4. When confirming that the bait and empty counts are correct, I cannot find the fishing_event_ids from the example above in HOOK_SPECS, so where is the count_bait_only coming from in get_ll_hook_data()? I might just be confused here. How do the other values in the FISHING_EVENT table come into play?

hs <- run_sql(db, 
"SELECT *
 FROM HOOK_SPECS 
 WHERE FISHING_EVENT_ID IN (2193813, 309482, 1722030, 1722028, 4590043);")
hs
andrew-edwards commented 1 year ago

This is NOT for the IPHC survey, correct? (Then, sorry, I'm not sure I can help).

I know I had similar issues for IPHC survey (and maybe for data that was in gfbio, not just in gfiphc). Is this only happening occasionally? I'm guessing not, but sometimes a line breaks or something, and not all the hooks get fished. Someone dropped their recording sheet over the side of the boat once, and it took me half a day to track that problem down.

Aha - total_hooks might be total hooks deployed? And hence always <= hook_count.

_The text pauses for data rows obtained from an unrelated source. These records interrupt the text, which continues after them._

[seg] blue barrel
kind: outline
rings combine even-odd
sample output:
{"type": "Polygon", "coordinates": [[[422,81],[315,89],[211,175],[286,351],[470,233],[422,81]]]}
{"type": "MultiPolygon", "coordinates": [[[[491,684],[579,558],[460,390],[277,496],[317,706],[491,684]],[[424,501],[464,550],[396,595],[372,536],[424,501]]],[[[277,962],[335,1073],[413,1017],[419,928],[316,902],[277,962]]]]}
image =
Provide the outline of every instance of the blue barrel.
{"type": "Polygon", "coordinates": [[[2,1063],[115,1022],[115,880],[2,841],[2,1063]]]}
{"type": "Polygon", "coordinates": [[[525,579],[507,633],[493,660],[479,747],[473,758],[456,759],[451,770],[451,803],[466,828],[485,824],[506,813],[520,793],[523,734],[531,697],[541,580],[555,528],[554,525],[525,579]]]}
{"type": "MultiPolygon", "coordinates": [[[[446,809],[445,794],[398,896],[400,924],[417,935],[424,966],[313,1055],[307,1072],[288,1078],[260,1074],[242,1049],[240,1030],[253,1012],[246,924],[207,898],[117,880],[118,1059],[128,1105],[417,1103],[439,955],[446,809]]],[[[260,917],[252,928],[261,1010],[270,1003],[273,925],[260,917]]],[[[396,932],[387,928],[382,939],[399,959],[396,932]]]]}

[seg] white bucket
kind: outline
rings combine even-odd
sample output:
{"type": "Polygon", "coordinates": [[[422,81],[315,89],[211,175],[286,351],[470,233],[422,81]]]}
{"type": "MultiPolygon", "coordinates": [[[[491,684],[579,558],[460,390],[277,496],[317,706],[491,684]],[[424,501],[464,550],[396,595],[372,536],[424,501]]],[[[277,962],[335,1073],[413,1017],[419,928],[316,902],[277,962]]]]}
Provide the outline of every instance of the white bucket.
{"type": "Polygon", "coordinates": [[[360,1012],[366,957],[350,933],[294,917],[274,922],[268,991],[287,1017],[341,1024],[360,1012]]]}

jdunic commented 1 year ago

Correct, I only checked this difference for HBLL INS and specifically only compared information using Yelloweye.

Interestingly... total_hooks is NOT always <= hook_count... And the total_hooks calculation subtracts out bent/broken hooks. But I hadn't thought about those other reasons for missing hooks 😆that is helpful.